Ils ont toujours été aidés par certains acteurs clefs dans l’organisation, qui ont poussé dans la bonne direction, montré l’exemple à leurs collègues, joué collectif spontanément.

Quel rôle joue le consultant ? Nous aidons, par notre diagnostic, à identifier – et à oser dire – en quoi la crise fait système, et comment en sortir. Et à souder l’ensemble des acteurs du site sur la nécessité de changer. Nous aidons souvent aussi à fédérer l’équipe de direction sur le plan de redressement, puis à garder le rythme. En aidant parfois certains acteurs à reposer les bases d’une coopération saine. Nous apportons aussi souvent notre appui pour que la co-construction – qui n’est pas toujours aussi naturelle que l’usage du mot en entreprise le laisse croire – soit réelle, profonde, et porte tous ses fruits. Nous soutenons parfois tel ou tel acteur clef dans ce nouveau défi. Et parfois nous aidons à organiser un dialogue constructif avec les représentants du personnel, basé sur la mise sur la table des bons sujets, de la bonne façon.
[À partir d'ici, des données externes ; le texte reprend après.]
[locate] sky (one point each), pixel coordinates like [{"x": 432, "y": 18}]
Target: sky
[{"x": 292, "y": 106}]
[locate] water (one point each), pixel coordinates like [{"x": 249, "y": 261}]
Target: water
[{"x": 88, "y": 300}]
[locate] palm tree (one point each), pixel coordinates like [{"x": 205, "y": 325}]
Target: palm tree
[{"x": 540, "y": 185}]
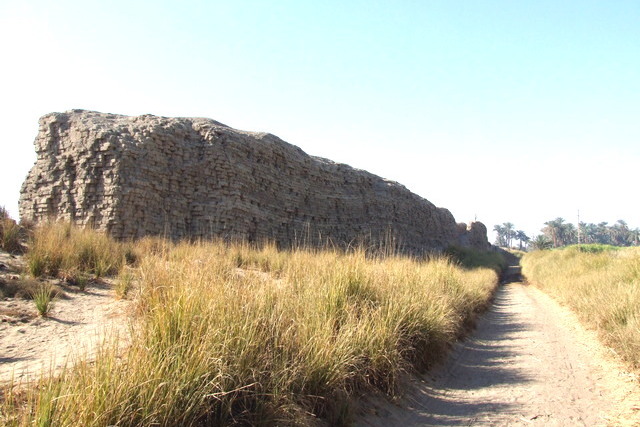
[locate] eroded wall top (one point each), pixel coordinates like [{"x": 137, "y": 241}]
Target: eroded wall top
[{"x": 197, "y": 178}]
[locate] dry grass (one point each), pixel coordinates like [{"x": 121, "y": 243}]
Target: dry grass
[
  {"x": 230, "y": 334},
  {"x": 10, "y": 233},
  {"x": 601, "y": 284},
  {"x": 60, "y": 250}
]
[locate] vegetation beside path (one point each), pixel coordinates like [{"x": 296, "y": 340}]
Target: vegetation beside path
[
  {"x": 601, "y": 284},
  {"x": 228, "y": 334}
]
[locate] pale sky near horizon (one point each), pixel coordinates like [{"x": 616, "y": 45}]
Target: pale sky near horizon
[{"x": 497, "y": 110}]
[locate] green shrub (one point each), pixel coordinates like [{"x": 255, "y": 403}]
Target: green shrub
[
  {"x": 56, "y": 248},
  {"x": 43, "y": 298},
  {"x": 10, "y": 233},
  {"x": 601, "y": 283},
  {"x": 292, "y": 333}
]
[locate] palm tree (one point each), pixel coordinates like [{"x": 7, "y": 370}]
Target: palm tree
[
  {"x": 522, "y": 237},
  {"x": 500, "y": 238},
  {"x": 508, "y": 232},
  {"x": 541, "y": 242},
  {"x": 554, "y": 230}
]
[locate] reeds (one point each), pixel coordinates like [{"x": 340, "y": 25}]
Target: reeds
[
  {"x": 61, "y": 250},
  {"x": 237, "y": 335}
]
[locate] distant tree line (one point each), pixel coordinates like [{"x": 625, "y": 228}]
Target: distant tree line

Ce faisant, nous transmettons des savoir-faire, et progressivement devenons moins utiles, pour finir par laisser le site poursuivre sa route sans nous. Car le rôle d’un consultant ne doit pas être de se rendre indispensable, mais de créer les conditions où il ne le sera plus.

Des résultats très concrets 

Le plan de retournement, s’il est bien mené grâce aux différents leviers que nous avons décrits, donne des résultats qui surprennent les équipes elles-mêmes.               
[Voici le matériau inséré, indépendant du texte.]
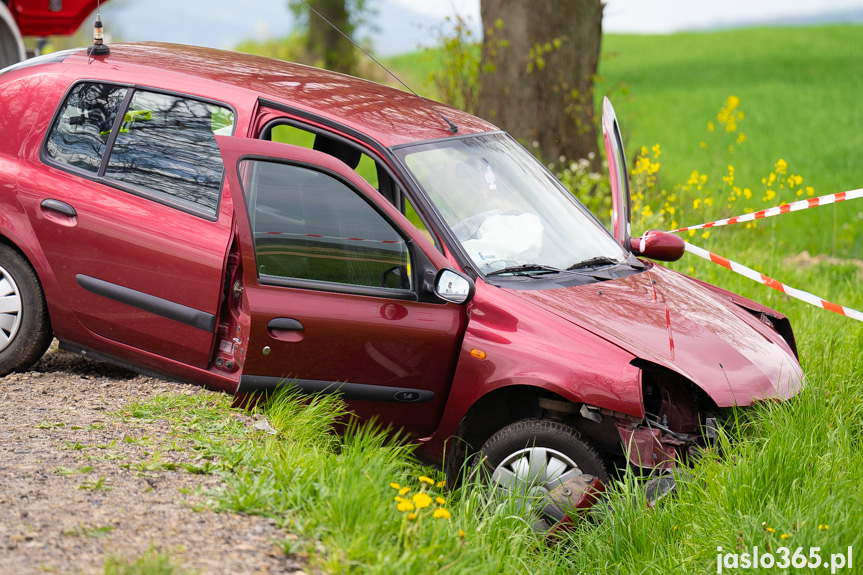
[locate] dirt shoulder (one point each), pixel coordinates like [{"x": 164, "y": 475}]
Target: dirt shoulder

Ainsi les acteurs de la papeterie furent-ils surpris, et heureux, lorsqu’un repreneur, convaincu par ses visites sur le site, les résultats et les attitudes renouvelées, s’est déclaré. Et les acteurs du site pharmaceutique furent-ils étonnés de dégager les millions d’euros d’économie qui leur semblaient inatteignables quelques mois auparavant.

Le site logistique que nous avons accompagné illustre bien ce que peut générer un redressement de la performance globale : après 4 mois, le nombre d’Accidents de Travail sur 4 mois a été divisé par deux, les malus liés à des défauts de contrôle ont disparu, la qualité au picking s’est redressée et progresse encore,  la productivité a bondi de 16%, les heures supplémentaires ont été divisées par deux. Ce qui représente un gain sur 4 mois de plusieurs centaines de milliers d’euros, et de plus d’un million d’euros en tendance annuelle. Une tendance qui s’est non seulement confirmée, mais amplifiée dans les mois qui ont suivi, alors que notre suivi s’est réduit, faisant du site une des vitrines du groupe. 

En guise de conclusion : les grandes batailles sont collectives

Les situations de crise semblent appeler des héros, l’intervention d’un dirigeant seul qui « sauverait la situation ». Or, cette logique héroïque, lorsqu’elle consiste à avoir raison seul contre tous, fait souvent partie des facteurs qui prolongent la crise. Au contraire, fédérer les forces vives d’un site autour d’un diagnostic et d’un plan de retournement partagé donne de très grandes chances de succès. Et contrairement à ce que certains craignent parfois, construire cette dynamique collective est l’affaire de quelques semaines, et les résultats se voient dès les premiers mois. Quand tant d’articles de management célèbrent sans cesse le Grand Leader, nous croyons davantage dans La Belle Equipe.